Equally as key, positive insider trading sentiment is a second way to parse down the financial markets. There are a variety of stimuli for an upper level exec to get rid of shares of his or her company, but just one, very clear reason why they would initiate a purchase. Several academic studies have demonstrated the valuable potential of this tactic if investors understand where to look (learn more here).

Keeping this in mind, we’re going to take a look at the latest action regarding Children’s Place Retail Stores, Inc. (NASDAQ:PLCE).

How are hedge funds trading Children’s Place Retail Stores, Inc. (NASDAQ:PLCE)?

In preparation for this quarter, a total of 19 of the hedge funds we track were long in this stock, a change of -10% from one quarter earlier. With hedge funds’ capital changing hands, there exists an “upper tier” of key hedge fund managers who were boosting their holdings substantially.

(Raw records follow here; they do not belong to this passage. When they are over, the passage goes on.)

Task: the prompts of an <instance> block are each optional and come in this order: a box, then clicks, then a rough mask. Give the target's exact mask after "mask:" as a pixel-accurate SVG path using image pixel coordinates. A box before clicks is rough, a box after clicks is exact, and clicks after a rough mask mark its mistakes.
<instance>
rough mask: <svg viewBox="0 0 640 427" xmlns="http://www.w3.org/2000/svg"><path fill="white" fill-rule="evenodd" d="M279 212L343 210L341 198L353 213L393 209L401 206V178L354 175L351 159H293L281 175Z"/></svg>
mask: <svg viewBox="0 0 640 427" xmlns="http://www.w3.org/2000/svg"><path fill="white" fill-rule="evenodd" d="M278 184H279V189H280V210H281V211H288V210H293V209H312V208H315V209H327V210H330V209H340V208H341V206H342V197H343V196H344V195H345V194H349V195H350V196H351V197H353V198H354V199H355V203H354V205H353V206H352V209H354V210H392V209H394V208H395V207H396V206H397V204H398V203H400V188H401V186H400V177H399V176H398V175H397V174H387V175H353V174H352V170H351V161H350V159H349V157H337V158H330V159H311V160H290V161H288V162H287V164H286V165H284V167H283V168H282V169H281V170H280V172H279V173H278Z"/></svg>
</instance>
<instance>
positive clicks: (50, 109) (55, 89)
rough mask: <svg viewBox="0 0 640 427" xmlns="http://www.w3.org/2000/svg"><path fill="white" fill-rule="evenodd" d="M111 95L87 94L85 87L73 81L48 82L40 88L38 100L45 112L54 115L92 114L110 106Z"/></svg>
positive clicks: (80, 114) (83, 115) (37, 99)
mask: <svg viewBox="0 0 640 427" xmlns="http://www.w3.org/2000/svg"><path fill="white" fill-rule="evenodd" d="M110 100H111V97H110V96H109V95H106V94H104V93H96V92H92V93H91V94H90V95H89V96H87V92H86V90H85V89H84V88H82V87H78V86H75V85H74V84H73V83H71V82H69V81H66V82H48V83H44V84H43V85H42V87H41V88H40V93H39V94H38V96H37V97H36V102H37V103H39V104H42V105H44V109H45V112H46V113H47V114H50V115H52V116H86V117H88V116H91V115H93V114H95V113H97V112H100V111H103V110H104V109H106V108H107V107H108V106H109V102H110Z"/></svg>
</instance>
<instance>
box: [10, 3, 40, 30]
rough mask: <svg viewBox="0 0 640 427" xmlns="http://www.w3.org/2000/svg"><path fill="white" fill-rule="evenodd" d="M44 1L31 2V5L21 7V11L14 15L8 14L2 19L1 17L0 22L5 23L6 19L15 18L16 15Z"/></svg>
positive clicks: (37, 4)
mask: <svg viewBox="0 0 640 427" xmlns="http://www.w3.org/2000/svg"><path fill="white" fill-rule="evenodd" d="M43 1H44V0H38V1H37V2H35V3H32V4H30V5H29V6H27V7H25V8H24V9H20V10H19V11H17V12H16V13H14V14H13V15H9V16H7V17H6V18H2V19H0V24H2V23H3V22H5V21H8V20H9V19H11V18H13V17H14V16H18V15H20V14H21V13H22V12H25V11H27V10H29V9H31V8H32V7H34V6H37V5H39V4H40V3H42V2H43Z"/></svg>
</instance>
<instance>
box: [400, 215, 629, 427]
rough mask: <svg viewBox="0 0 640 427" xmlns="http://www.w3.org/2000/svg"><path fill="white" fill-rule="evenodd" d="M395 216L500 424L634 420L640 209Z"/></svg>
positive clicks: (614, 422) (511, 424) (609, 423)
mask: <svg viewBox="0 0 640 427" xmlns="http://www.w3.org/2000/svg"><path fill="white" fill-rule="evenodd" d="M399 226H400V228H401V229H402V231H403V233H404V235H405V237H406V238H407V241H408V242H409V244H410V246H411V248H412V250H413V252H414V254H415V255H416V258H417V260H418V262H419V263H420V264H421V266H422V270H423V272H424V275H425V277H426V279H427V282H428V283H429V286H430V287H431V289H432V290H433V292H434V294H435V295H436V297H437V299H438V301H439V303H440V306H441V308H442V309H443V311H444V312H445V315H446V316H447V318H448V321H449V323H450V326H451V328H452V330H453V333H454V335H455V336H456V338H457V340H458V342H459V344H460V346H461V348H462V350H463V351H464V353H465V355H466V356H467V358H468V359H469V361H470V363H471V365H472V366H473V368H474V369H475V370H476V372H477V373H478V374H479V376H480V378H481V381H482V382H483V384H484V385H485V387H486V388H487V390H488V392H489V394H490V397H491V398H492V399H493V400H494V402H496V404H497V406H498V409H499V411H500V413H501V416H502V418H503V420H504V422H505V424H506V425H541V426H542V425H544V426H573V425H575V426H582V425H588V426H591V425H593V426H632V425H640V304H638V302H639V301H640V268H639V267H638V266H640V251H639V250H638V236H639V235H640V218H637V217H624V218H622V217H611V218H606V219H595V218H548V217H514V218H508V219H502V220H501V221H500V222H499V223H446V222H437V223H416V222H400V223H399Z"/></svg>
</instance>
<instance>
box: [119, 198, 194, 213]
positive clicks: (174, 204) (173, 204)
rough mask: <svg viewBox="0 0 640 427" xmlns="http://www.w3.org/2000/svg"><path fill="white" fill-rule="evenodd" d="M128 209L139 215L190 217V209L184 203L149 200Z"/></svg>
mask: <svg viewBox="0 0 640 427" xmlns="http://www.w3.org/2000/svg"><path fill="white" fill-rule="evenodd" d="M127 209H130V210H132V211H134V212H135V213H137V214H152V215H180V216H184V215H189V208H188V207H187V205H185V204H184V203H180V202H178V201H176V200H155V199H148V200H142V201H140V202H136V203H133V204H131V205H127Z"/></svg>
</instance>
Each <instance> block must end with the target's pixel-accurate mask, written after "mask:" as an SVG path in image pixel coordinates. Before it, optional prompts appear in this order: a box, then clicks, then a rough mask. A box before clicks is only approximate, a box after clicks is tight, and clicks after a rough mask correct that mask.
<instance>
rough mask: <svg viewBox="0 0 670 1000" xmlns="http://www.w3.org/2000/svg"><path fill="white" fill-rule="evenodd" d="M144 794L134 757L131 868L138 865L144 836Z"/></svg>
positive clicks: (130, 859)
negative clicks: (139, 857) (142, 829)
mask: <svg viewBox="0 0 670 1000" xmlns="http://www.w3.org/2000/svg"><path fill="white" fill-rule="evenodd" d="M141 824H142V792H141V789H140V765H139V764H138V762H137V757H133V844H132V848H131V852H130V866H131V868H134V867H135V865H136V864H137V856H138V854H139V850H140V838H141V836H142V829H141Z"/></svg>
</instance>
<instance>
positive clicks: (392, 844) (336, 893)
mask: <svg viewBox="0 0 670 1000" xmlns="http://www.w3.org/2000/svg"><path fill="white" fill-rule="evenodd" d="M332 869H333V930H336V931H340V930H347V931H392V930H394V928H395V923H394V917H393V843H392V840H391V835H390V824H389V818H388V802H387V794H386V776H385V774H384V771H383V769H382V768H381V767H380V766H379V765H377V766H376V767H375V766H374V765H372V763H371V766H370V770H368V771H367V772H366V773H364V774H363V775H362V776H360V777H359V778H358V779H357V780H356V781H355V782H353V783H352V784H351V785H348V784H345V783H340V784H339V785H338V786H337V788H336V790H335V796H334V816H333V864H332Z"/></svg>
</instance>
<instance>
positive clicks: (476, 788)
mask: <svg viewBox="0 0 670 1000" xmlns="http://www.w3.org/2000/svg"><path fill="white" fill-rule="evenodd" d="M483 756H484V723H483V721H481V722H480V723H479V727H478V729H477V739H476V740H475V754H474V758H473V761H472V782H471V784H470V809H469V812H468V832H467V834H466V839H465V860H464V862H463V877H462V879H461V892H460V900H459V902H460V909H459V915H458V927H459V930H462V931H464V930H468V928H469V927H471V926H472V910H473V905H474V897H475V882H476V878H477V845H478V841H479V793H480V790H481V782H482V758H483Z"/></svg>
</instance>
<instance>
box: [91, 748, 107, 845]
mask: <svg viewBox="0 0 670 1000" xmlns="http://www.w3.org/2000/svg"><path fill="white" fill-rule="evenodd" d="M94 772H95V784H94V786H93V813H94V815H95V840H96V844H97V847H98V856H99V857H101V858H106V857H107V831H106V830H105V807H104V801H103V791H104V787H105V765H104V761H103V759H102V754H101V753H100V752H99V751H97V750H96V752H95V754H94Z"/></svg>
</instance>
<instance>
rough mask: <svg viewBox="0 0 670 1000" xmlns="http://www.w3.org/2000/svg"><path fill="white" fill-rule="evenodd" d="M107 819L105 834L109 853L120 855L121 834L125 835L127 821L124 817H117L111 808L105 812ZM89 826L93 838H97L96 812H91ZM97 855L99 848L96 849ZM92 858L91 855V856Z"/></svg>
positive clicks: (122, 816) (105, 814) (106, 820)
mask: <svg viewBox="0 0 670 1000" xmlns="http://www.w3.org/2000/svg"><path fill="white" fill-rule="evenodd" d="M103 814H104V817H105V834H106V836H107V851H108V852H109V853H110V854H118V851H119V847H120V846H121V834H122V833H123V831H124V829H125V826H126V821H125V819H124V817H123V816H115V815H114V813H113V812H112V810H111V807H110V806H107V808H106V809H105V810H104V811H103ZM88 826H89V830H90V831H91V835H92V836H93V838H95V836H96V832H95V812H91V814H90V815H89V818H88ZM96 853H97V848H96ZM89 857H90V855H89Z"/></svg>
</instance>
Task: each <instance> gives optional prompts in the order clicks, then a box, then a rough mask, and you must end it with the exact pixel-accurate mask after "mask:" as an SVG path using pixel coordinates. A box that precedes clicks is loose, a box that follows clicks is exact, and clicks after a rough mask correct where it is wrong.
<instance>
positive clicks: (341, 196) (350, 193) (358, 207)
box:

Of the funds we track, Royce & Associates, managed by Chuck Royce, holds the most valuable position in Children’s Place Retail Stores, Inc. (NASDAQ:PLCE). Royce & Associates has a $78.8 million position in the stock, comprising 0.2% of its 13F portfolio. Sitting at the No. 2 spot is Phill Gross and Robert Atchinson of Adage Capital Management, with a $74.5 million position; 0.2% of its 13F portfolio is allocated to the company. Remaining hedgies with similar optimism include Jonathan Kolatch’s Redwood Capital Management, Ken Griffin’s Citadel Investment Group and Cliff Asness’s AQR Capital Management.

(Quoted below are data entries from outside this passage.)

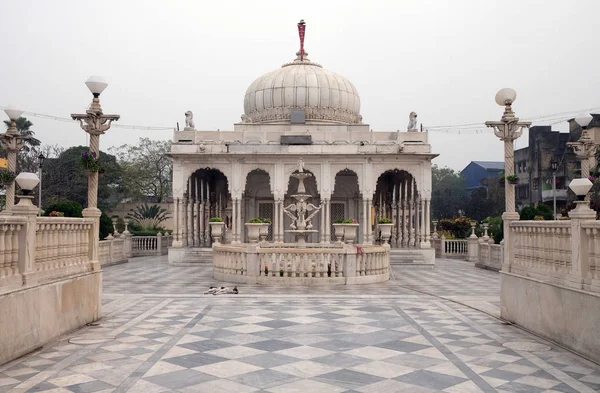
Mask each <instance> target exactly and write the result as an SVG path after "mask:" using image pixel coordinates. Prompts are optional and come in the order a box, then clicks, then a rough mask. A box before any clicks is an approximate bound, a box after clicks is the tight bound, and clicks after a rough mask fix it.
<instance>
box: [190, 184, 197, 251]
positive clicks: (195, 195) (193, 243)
mask: <svg viewBox="0 0 600 393" xmlns="http://www.w3.org/2000/svg"><path fill="white" fill-rule="evenodd" d="M189 193H190V217H189V218H190V224H189V225H190V240H189V245H190V247H193V246H194V245H195V244H196V243H195V240H196V233H195V232H196V229H197V228H196V226H195V225H194V221H195V219H194V207H195V206H196V177H195V176H194V175H193V174H192V176H190V190H189Z"/></svg>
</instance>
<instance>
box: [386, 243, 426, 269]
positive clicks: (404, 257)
mask: <svg viewBox="0 0 600 393" xmlns="http://www.w3.org/2000/svg"><path fill="white" fill-rule="evenodd" d="M390 263H391V264H392V265H394V266H403V267H425V268H433V267H434V266H435V261H434V262H432V261H428V260H427V259H426V258H425V256H424V255H423V253H422V252H421V250H419V249H398V248H392V249H391V251H390Z"/></svg>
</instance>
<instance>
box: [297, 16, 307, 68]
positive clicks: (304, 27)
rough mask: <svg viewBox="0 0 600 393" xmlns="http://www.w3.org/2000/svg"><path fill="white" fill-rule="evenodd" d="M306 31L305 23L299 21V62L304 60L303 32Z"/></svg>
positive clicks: (298, 25) (303, 33) (298, 22)
mask: <svg viewBox="0 0 600 393" xmlns="http://www.w3.org/2000/svg"><path fill="white" fill-rule="evenodd" d="M305 30H306V23H305V22H304V19H300V22H298V35H299V36H300V61H303V60H304V31H305Z"/></svg>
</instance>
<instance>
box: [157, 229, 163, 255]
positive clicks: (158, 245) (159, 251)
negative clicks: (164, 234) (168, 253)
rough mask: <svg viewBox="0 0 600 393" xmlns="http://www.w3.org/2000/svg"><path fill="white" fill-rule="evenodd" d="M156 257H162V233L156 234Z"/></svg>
mask: <svg viewBox="0 0 600 393" xmlns="http://www.w3.org/2000/svg"><path fill="white" fill-rule="evenodd" d="M156 255H162V233H160V232H158V233H157V234H156Z"/></svg>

Since Children’s Place Retail Stores, Inc. (NASDAQ:PLCE) has faced declining sentiment from the aggregate hedge fund industry, it’s safe to say that there is a sect of fund managers who were dropping their entire stakes heading into Q2. It’s worth mentioning that Steven Cohen’s SAC Capital Advisors dropped the biggest position of all the hedgies we track, worth an estimated $9.1 million in call options, and David Keidan of Buckingham Capital Management was right behind this move, as the fund dropped about $8.5 million worth. These transactions are intriguing to say the least, as aggregate hedge fund interest fell by 2 funds heading into Q2.

Insider trading activity in Children’s Place Retail Stores, Inc. (NASDAQ:PLCE)

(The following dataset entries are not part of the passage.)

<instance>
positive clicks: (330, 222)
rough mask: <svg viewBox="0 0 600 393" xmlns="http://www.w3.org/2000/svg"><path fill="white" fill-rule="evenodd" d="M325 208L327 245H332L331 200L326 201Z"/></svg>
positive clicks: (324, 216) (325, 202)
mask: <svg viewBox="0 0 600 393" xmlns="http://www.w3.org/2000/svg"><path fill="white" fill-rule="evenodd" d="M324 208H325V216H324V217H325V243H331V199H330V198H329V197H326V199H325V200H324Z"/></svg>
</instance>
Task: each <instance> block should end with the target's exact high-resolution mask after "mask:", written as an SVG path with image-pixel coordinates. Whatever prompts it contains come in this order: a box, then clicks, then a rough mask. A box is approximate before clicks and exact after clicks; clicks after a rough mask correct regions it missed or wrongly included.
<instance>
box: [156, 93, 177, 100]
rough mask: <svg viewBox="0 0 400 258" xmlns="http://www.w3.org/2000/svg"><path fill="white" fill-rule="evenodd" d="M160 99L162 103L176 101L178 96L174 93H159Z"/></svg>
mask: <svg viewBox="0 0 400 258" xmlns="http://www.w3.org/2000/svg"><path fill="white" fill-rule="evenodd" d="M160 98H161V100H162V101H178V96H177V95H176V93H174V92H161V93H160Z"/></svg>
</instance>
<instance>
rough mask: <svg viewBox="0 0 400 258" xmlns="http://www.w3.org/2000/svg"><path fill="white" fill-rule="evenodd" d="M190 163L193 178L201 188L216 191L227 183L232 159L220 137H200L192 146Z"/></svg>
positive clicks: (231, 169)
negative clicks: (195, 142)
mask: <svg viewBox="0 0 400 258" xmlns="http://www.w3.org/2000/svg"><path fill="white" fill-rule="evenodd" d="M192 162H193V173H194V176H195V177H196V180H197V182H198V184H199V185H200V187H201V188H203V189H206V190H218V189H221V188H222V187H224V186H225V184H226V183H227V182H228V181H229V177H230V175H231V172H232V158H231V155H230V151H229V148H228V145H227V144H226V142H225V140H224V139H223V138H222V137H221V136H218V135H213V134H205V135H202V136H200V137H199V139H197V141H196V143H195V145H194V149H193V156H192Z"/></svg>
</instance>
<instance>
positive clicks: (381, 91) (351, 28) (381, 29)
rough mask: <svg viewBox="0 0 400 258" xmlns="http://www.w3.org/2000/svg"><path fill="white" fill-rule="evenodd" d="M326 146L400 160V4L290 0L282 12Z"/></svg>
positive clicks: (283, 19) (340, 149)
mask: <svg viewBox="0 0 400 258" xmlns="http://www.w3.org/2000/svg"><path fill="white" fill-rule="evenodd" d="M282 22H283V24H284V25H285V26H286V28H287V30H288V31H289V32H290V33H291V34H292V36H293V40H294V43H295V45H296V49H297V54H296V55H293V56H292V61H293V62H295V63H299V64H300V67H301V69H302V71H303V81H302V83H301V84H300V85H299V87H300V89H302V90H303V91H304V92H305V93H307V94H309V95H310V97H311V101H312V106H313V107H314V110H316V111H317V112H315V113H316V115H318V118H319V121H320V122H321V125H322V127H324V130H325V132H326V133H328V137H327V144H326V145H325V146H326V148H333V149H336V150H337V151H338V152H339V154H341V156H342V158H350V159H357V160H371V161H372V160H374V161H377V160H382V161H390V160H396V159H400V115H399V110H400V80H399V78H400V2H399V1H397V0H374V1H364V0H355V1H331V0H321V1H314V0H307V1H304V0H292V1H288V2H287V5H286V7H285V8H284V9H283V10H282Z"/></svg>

Insider buying is at its handiest when the company we’re looking at has seen transactions within the past six months. Over the latest six-month time frame, Children’s Place Retail Stores, Inc. (NASDAQ:PLCE) has experienced zero unique insiders purchasing, and 5 insider sales (see the details of insider trades here).

Let’s also examine hedge fund and insider activity in other stocks similar to Children’s Place Retail Stores, Inc. (NASDAQ:PLCE). These stocks are Stage Stores Inc (NYSE:SSI), Ann Inc (NYSE:ANN), Jos. A. Bank Clothiers Inc (NASDAQ:JOSB), The Jones Group Inc. (NYSE:JNY), and Aeropostale, Inc. (NYSE:ARO). This group of stocks are the members of the apparel stores industry and their market caps are closest to PLCE’s market cap.